The Fans of James Thurber Give His Boyhood Home New Life—and Put a Mitty-Esque Author in the Attic
There is a ghost somewhere in Columbus, Ohio who surely remembers the long oak table in the dining room at 77 Jefferson Avenue. After all, it kept wisping around the table—and up the stairs—and causing a hullabaloo. "Its advent caused my mother to throw a shoe through a window of the house next door," wrote the New Yorker's James Thurber in his beloved 1915 short story The Night the Ghost Got In, "and ended up with my grandfather shooting a patrolman."
Somewhere in Columbus, too, is an owl that surely cannot forget the narrow, twisting stairs it swooped down in another of Thurber's classic tales, The Owl in the Attic.
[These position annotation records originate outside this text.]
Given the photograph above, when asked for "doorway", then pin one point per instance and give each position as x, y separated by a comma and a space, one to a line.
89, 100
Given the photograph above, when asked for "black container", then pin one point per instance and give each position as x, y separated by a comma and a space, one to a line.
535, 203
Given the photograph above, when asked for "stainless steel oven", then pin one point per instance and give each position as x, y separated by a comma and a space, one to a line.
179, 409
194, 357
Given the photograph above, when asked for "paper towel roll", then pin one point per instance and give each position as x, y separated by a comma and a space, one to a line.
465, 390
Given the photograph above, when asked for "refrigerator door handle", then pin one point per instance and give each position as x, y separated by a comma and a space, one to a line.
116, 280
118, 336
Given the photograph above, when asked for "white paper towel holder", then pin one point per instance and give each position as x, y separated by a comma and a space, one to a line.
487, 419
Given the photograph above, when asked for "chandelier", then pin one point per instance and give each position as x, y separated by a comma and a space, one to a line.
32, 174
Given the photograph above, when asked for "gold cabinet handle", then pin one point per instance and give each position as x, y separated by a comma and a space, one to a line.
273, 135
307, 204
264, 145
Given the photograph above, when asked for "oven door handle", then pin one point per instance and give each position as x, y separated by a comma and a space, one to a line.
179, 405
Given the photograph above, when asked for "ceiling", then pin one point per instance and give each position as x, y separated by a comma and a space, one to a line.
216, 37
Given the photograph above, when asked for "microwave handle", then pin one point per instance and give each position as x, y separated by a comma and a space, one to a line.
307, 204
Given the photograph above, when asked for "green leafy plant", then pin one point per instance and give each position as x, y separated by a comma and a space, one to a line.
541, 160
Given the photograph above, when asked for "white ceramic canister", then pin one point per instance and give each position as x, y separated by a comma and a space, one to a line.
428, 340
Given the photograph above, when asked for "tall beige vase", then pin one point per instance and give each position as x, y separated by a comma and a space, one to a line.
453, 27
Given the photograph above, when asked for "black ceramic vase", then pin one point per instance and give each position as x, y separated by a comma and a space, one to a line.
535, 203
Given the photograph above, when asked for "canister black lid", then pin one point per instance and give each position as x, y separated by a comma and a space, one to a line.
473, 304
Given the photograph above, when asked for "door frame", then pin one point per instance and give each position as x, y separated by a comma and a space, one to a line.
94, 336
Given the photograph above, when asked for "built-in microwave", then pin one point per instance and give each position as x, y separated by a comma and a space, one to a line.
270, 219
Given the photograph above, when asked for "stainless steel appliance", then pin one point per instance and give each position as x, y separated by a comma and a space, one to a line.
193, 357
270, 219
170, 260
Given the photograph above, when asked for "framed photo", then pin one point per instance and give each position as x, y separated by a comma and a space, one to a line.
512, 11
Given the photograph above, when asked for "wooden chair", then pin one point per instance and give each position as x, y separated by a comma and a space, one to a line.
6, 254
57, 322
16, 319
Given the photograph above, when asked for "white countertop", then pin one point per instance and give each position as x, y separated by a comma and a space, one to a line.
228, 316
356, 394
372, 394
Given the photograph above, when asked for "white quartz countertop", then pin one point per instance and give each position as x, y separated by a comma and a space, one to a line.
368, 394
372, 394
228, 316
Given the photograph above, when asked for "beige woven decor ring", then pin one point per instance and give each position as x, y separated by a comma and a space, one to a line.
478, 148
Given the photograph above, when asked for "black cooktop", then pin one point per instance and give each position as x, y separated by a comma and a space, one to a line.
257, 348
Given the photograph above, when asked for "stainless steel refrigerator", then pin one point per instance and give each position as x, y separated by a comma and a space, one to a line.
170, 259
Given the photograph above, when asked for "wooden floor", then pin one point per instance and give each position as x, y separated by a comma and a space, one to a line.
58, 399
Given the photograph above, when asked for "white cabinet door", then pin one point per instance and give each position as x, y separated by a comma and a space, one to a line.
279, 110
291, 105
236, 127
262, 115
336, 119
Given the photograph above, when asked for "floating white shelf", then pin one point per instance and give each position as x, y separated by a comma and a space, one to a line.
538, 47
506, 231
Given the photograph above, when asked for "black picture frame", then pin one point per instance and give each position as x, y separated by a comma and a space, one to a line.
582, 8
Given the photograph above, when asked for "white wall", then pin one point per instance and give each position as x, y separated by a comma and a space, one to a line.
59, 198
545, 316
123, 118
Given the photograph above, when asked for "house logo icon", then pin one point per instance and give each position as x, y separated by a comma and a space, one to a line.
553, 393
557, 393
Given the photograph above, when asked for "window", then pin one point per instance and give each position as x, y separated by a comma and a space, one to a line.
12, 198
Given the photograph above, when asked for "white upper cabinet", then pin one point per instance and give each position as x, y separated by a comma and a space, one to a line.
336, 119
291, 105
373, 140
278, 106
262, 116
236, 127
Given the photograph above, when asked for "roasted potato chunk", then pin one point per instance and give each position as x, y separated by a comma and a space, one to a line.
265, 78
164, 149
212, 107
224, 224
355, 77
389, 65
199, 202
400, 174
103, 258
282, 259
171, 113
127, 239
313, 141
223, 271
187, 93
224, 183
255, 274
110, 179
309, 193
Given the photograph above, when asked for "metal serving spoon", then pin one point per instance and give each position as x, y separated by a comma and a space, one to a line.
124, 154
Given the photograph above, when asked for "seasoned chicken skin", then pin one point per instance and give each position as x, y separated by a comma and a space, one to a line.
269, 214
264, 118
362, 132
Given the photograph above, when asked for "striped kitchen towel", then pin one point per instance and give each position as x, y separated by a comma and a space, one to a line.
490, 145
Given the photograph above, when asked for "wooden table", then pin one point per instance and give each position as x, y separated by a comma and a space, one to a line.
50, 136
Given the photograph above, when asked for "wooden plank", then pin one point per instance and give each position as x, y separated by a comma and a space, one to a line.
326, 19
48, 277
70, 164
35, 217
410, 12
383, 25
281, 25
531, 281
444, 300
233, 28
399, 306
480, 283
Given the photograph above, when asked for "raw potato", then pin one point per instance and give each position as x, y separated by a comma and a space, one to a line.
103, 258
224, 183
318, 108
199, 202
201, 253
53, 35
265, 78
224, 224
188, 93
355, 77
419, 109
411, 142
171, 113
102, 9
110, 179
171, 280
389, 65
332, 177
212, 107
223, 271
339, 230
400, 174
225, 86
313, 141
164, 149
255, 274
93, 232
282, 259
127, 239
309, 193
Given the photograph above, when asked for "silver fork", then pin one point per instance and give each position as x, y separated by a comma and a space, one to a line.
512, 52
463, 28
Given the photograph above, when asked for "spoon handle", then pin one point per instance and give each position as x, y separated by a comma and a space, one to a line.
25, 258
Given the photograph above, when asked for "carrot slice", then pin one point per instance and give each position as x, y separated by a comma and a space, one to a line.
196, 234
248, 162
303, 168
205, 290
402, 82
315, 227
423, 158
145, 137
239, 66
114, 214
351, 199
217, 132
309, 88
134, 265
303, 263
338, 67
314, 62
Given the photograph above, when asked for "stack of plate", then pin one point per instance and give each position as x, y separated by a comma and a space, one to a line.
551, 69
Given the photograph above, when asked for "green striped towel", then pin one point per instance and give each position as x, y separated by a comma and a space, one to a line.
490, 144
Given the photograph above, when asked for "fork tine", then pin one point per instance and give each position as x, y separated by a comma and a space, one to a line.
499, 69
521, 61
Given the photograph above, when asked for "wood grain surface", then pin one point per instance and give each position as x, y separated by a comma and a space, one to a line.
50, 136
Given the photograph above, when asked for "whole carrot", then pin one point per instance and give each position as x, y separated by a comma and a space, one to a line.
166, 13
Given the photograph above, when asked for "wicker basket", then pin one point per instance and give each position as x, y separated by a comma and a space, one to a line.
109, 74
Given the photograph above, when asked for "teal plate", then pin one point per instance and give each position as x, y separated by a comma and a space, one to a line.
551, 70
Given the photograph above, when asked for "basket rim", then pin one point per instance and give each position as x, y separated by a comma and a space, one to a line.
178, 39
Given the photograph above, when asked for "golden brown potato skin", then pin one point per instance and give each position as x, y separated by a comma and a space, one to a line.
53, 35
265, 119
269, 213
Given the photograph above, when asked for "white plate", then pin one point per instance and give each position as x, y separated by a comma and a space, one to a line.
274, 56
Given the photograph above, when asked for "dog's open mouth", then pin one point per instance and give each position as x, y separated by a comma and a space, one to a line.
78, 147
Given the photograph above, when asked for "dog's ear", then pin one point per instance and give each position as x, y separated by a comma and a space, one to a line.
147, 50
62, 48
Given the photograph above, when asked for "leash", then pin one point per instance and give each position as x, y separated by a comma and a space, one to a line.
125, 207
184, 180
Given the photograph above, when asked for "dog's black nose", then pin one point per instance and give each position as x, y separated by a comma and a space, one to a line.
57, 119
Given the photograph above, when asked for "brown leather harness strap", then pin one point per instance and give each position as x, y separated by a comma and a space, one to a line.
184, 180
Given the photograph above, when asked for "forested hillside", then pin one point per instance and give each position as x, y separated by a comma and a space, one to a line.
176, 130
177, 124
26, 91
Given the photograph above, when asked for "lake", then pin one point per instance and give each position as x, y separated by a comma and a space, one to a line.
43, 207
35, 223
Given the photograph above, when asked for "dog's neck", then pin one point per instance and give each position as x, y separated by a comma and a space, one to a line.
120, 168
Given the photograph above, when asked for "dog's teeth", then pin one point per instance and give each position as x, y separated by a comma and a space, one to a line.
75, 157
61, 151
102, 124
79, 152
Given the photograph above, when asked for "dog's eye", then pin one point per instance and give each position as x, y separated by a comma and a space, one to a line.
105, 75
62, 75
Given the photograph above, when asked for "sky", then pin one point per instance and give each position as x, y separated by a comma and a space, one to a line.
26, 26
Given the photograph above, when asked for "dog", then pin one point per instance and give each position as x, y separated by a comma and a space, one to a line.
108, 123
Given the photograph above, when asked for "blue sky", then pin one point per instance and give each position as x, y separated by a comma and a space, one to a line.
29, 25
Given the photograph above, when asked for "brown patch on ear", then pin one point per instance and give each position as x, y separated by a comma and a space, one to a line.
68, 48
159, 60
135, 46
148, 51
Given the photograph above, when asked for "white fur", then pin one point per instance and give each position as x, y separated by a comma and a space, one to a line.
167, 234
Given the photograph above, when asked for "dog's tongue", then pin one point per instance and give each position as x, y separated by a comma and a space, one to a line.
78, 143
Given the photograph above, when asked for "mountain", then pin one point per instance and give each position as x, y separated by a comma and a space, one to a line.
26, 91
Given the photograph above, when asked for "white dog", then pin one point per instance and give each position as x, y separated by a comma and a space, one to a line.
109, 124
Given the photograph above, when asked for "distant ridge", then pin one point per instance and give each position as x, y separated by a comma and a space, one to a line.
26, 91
And everywhere there are readers, four generations of them, who will never forget the three-story, red-brick Victorian house immortalized in the whimsical adult fairy tales written by Thurber, who died in 1961. Now, after years of decay, the author's boyhood home has been meticulously restored under the leadership of Columbus' Metropolitan Learning Community, with the aid of $250,000 donated by local businessmen and Thurber lovers around the world. Aptly, there is an author in the attic: Richard Andersen, 38, who moved into the top-floor apartment last September as the winner of the first annual Thurber writer-in-residence contest.
Even that henpecked dreamer, Walter Mitty, whose secret fantasy life was the subject of Thurber's most famous short story, might not have thought possible what happened to Andersen. Last year when Richard's wife, Deborah Shea, 33, a published poet, noticed an ad for the contest in a literary magazine, the couple was living in a dilapidated one-room Manhattan apartment. Her husband, a self-effacing sort in the best tradition of Thurber antiheroes, had published four books(including one on education in America and another on the 1873 Muckaluck Indian Wars) but was between books and jobs while teaching remedial reading two nights a week at the City University of New York. The family checking account was nearing a precarious low of $125, and so was Andersen's confidence. "I've never been terribly ambitious," he admits.
Naturally, then, he was reluctant at first to enter the contest. But his wife prevailed, and the judges were impressed with Andersen's books. Beating out several hundred others, Andersen won a $25,000 stipend and the privilege of spending a year in Thurber's abode.
A fan since age 11 when he read Thurber's 1942 story The Catbird Seat, Andersen grew up in Brooklyn, N.Y., where his father was a lawyer. Richard fared well academically, earning a B.A. from Loyola University, an M.A. from City University and a Ph.D. in American literature from New York University, which led to a Fulbright professorship at the University of Bergen in Norway. But professionally, his life reflected the title of another Thurber story—My Life and Hard Times. Andersen has held more than 15 jobs through the years, including Bloomingdale's salesman, bicycle messenger and ditchdigger. He finally settled into teaching jobs in high schools but then was fired from one for protesting the unfair treatment of another teacher. "I didn't mind being fired," he recalls. "Most good writing is done by people who don't fit in. And I look at some of those people at the school, and they drink too much, they have affairs with other teachers, and they're dull."
Now that he's in the catbird seat in Thurber's attic, Andersen is working on a biography of Michael and Catherine Karolyi, Hungarian aristocrats who during World War I helped overthrow the Habsburg monarchy and establish eastern Europe's first democratic government. Feeling that Thurber is somewhere looking over his shoulder leaves Andersen unruffled. "I hope the ghosts turn out to be friendly," he ventures with a sly glance up those twisting stairs, "and the owl in the attic offers no serious perplexities."